Pick of the week: “Selma” (Amazon Prime) — My full review is here. Instead of a tidy history-class lesson on the civil rights movement, Ava Duvernay presents the messiness of history in all its forms, focusing in on the three-month period where Martin Luther King, Jr. (a masterful David Oyelowo) leads a savvy protest movement to sway public opinion behind his cause. The images of violence against the protesters are immediate and horrible, and one comes away with a profound sense that history does not just have to happen, but has to be worked for, step by step.
“The Mend” (Netflix) — My full review is here. Aside from being a Home Depot spokesman, Josh Lucas hasn’t done much lately. But he roars back to relevance with a terrific performance in John Magary’s elliptical and scabrously funny family drama, playing a ne’er-do-well New Yorker who lures his more strait-laced brother (Stephen Plunkett) into a dark night of the soul. All cliches about sibling bonding are dodged, and the film makes us wonder if these two damaged souls bonding is really a good thing for either of them.
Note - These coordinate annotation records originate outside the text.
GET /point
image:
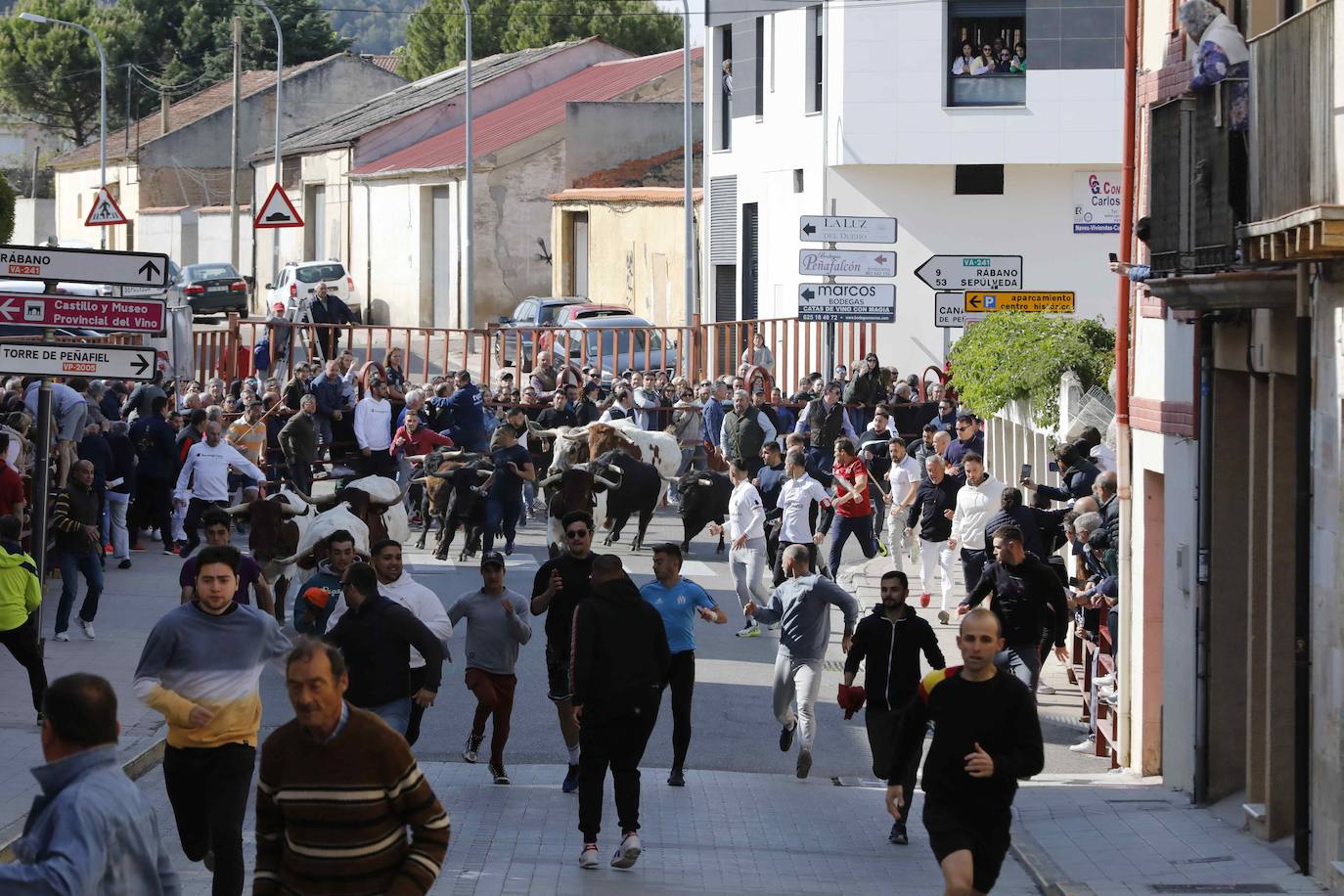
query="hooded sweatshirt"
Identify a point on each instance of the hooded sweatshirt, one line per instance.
(620, 648)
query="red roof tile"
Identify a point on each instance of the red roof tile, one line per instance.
(528, 115)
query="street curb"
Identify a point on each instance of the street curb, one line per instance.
(1042, 870)
(135, 767)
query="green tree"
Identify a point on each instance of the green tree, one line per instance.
(435, 34)
(49, 74)
(1017, 355)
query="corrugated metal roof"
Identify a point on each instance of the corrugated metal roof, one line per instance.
(355, 122)
(528, 115)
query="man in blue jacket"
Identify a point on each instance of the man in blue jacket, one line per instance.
(90, 830)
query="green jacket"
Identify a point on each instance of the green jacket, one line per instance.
(19, 589)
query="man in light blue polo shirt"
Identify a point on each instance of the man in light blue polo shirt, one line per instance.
(679, 601)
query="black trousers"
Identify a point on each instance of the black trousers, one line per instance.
(682, 680)
(208, 791)
(23, 644)
(883, 729)
(614, 735)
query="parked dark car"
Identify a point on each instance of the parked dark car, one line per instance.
(214, 288)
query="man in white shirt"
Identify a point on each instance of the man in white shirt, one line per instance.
(904, 475)
(746, 554)
(797, 493)
(398, 586)
(977, 500)
(374, 430)
(203, 479)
“Queen of Earth” (Netflix) — My full review is here, and an interview with Alex Ross Perry is here. Elisabeth Moss gives a raw and unsparing performance as a woman, unhinged by tragedy, who begins a descent into paranoia while staying at the vacation home of her best friend (Kathleen Waterston). Writer-director Alex Ross Perry, so verbal with “Listen Up Philip,” revels in the uneasy silences and claustrophobic atmosphere of the remote setting, making a film that’s part Bergman family drama and Polanski horror movie.
“Pirates of the Caribbean: Curse of the Black Pearl” (Netflix) — Many sequels later, it’s hard to remember that the original “Pirates” was a lot of fun, with imaginatively staged action by director Gore Verbinski and Johnny Depp’s swaggering and staggering Captain Jack Sparrow a fresh comic hero. Maybe a rewatch can recapture the magic.
“How to Survive a Plague” (Netflix) — My full review is here. This searing documentary uses plenty of archival footage to look at the 1980s crusade of the ACT UP group to draw awareness and funding to the AIDS crisis when so many ignored it.